Jean-Michel Defoilhoux

Cambodge

Dans l'impasse

Le conflit du Cambodge semble entré dans une phase de normalisation diplomatique, quatre ans après la prise de Phnom Penh par les Vietnamiens. Alors que se poursuivent, à la frontière khméro-thaïlandaise, les opérations de nettoyage menées par les troupes vietnamiennes et, à la frontière sino-vietnamienne, les escarmouches, les deux camps multiplient ballons d'essai, propositions et contre-propositions. Tout se passe comme si, sur fond de combats, chacun voulait tester la volonté de dialogue de l'adversaire, afin de déterminer jusqu'où, le moment venu, il sera possible d'aller sur la voie d'un compromis.

Fidèle à sa tactique de « négocier tout en combattant », le Viêt-nam tente en début d'année d'en finir avec les sanctuaires khmers rouges et nationalistes de la frontière thaïlandaise. Ses troupes déclenchent, en janvier et en avril, des raids contre les camps de maquisards implantés dans le no man's land qui sépare le Cambodge de la Thaïlande. Souvent engagés malgré eux dans les rangs de la résistance, les réfugiés (ils sont plus de 150 000 en Thaïlande) sont victimes des combats, auxquels participent l'armée et l'aviation thaïlandaises, à la suite d'incursions vietnamiennes.

Parallèlement, les manœuvres diplomatiques se développent entre les acteurs principaux de la crise : Hanoi et Pékin plus que jamais ennemis, Bangkok et Phnom Penh toujours hostiles, le prince Sihanouk, président de la coalition antivietnamienne, ses alliés-rivaux nationalistes et khmers rouges ; enfin, les pays de l'ASEAN (Indonésie, Malaysia, Philippines, Singapour, Thaïlande), que rend perplexes cette diplomatie des petits pas qui s'amorce aux dépens du peuple cambodgien.

Manœuvres diplomatiques

Le premier sommet des chefs d'État, de partis et de gouvernements indochinois depuis la fin de la guerre du Viêt-nam se tient les 22 et 23 février à Vientiane, au Laos, en présence des dirigeants du Viêt-nam, du Cambodge et du Laos. Hanoi annonce son intention de procéder au retrait progressif de ses troupes du Cambodge. Les Vietnamiens posent trois conditions pour que ce retrait soit total : que cesse la menace chinoise sur le Cambodge ; que prenne fin l'utilisation du territoire thaïlandais par les nationalistes et les khmers rouges ; et que la paix revienne totalement au Cambodge et à sa frontière occidentale.
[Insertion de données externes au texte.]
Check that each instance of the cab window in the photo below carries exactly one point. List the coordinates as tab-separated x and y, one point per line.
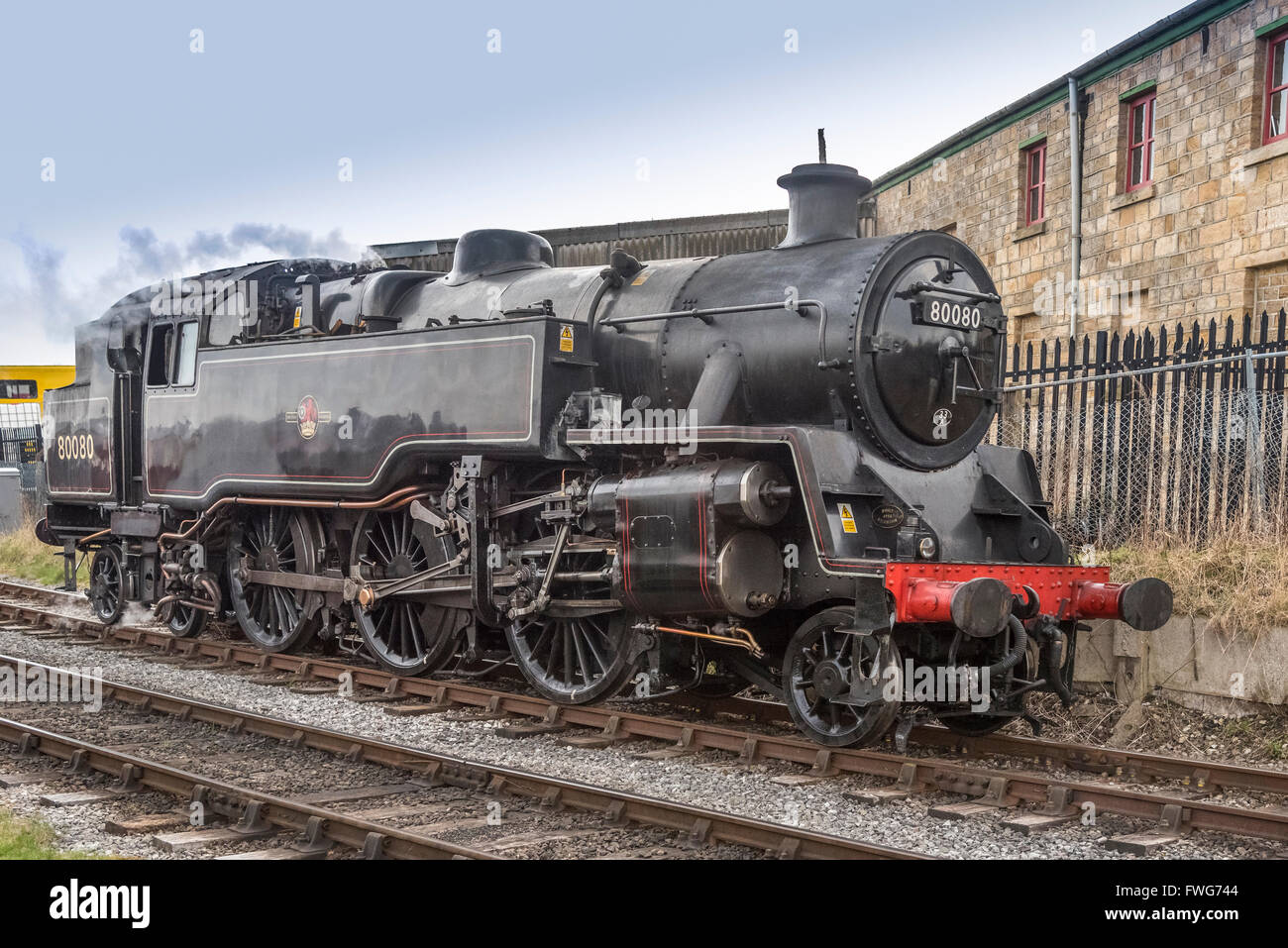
185	363
160	352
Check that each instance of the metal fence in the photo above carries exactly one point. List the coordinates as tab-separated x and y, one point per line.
22	447
1177	434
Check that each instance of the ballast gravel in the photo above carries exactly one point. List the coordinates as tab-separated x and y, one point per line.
703	780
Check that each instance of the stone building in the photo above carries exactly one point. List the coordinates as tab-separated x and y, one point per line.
1184	159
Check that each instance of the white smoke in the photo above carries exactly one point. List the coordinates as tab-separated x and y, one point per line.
38	290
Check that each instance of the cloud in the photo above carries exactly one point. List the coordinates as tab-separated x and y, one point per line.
39	290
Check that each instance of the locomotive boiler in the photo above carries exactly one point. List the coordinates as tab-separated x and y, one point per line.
758	471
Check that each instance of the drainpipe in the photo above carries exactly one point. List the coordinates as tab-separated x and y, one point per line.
1076	204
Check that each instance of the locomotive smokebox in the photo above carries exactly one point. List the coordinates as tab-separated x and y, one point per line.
823	204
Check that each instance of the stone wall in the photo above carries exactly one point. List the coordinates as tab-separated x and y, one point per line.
1207	239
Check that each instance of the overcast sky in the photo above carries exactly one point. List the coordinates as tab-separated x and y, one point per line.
136	149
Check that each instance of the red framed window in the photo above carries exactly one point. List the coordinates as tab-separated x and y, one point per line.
1140	142
1034	183
1275	119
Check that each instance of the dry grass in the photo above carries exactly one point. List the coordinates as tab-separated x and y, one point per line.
30	839
1236	579
26	558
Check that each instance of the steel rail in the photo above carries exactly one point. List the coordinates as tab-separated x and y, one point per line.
617	724
373	839
700	824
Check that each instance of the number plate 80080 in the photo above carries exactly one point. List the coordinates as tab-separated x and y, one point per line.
952	314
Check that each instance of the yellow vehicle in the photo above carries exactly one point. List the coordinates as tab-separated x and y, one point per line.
27	384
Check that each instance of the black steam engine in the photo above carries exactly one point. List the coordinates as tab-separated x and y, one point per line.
760	469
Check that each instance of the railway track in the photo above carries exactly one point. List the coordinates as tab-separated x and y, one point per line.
404	782
1057	797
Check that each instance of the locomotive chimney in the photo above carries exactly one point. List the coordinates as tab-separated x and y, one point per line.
823	201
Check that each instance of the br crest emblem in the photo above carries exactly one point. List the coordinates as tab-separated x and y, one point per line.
308	416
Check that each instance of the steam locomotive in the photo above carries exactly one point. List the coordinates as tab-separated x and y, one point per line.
700	474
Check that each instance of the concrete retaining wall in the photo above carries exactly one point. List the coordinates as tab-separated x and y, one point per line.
1188	664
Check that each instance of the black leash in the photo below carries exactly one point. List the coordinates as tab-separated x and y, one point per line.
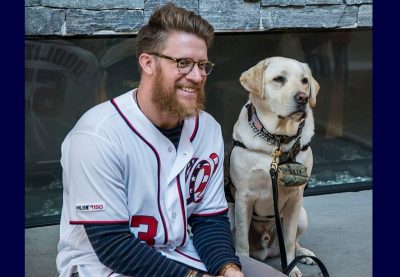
285	267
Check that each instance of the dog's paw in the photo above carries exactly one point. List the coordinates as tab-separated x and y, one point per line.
304	251
295	272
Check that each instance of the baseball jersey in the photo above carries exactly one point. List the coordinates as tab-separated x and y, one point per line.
119	168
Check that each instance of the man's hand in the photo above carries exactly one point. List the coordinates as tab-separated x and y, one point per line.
233	273
228	273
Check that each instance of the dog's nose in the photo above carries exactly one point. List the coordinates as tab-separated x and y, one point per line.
301	98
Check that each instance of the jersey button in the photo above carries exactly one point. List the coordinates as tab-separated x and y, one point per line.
171	246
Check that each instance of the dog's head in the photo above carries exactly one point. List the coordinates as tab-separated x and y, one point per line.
283	86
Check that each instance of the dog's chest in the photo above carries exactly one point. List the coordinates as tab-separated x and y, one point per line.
251	178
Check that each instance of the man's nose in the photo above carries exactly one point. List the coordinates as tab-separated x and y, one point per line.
196	74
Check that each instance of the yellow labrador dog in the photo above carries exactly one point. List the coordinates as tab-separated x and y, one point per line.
282	92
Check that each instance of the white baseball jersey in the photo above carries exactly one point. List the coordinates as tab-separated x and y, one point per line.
119	168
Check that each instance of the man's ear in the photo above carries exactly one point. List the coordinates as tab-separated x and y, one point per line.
253	79
147	63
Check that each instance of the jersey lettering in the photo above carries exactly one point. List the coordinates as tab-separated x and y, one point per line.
151	223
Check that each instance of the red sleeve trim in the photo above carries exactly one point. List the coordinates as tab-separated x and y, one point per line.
211	214
75	222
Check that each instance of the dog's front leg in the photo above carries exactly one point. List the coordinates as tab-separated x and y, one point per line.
290	215
243	212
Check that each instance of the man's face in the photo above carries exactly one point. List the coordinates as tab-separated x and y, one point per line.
180	94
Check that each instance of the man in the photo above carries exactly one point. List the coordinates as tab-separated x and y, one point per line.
143	173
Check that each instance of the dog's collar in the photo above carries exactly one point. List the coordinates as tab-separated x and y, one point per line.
260	130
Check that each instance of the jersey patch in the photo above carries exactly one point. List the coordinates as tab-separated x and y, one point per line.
93	207
200	173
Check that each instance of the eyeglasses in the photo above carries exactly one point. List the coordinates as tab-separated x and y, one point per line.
185	65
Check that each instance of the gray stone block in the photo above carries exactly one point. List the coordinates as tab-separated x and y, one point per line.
231	14
30	3
349	18
354	2
43	21
365	16
308	17
95	4
324	2
151	5
283	3
89	22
Pékin ignore les offres du Viêt-nam, mais la Chine populaire réplique, le 1er mars, en rendant publics les points de ce qui, un jour, pourrait amorcer une négociation sur le Cambodge. Le retrait total des troupes vietnamiennes demeure la condition essentielle à toute solution, mais la Chine n'exige plus, apparemment, que ce retrait total ait lieu avant le début des pourparlers. La publication d'un calendrier, suivie d'un premier désengagement militaire, pourrait suffire initialement.

Les Vietnamiens rejettent le plan chinois. C'est donc l'impasse. Pour la première fois, pourtant, il apparaît que les deux camps, tout en affirmant leurs divergences, manifestent une certaine volonté de négocier.

S'agit-il simplement d'opérations de propagande à la veille du sommet non-aligné de New Delhi (du 7 au 12 mars) ? S'agit-il de prendre date, à quelques mois du traditionnel débat à l'ONU sur le Cambodge à l'automne ? Ou sont-ce les prémices d'une future négociation ?

Offensive de charme

Quoi qu'il en soit, le Viêt-nam développe son offensive du sourire en direction des pays de l'ASEAN. Hanoi n'exige plus, pour retirer ses troupes du Cambodge, l'évacuation des bases étrangères en Asie, et procède, le 2 mai, à un spectaculaire repli d'une division d'élite (15 000 hommes environ), qui repasse la frontière avec armes et bagages. Cependant, le ministre vietnamien des Affaires étrangères, Nguyen Co Thach, effectuant une tournée en Asie, invite à Hanoi son collègue thaïlandais Sithi Sawatesila. Le gouvernement provietnamien de Phnom Penh annonce, le 20 juillet, qu'il ne réclame plus de participer à une éventuelle négociation entre l'ASEAN et les pays d'Indochine, si cela peut faciliter les contacts.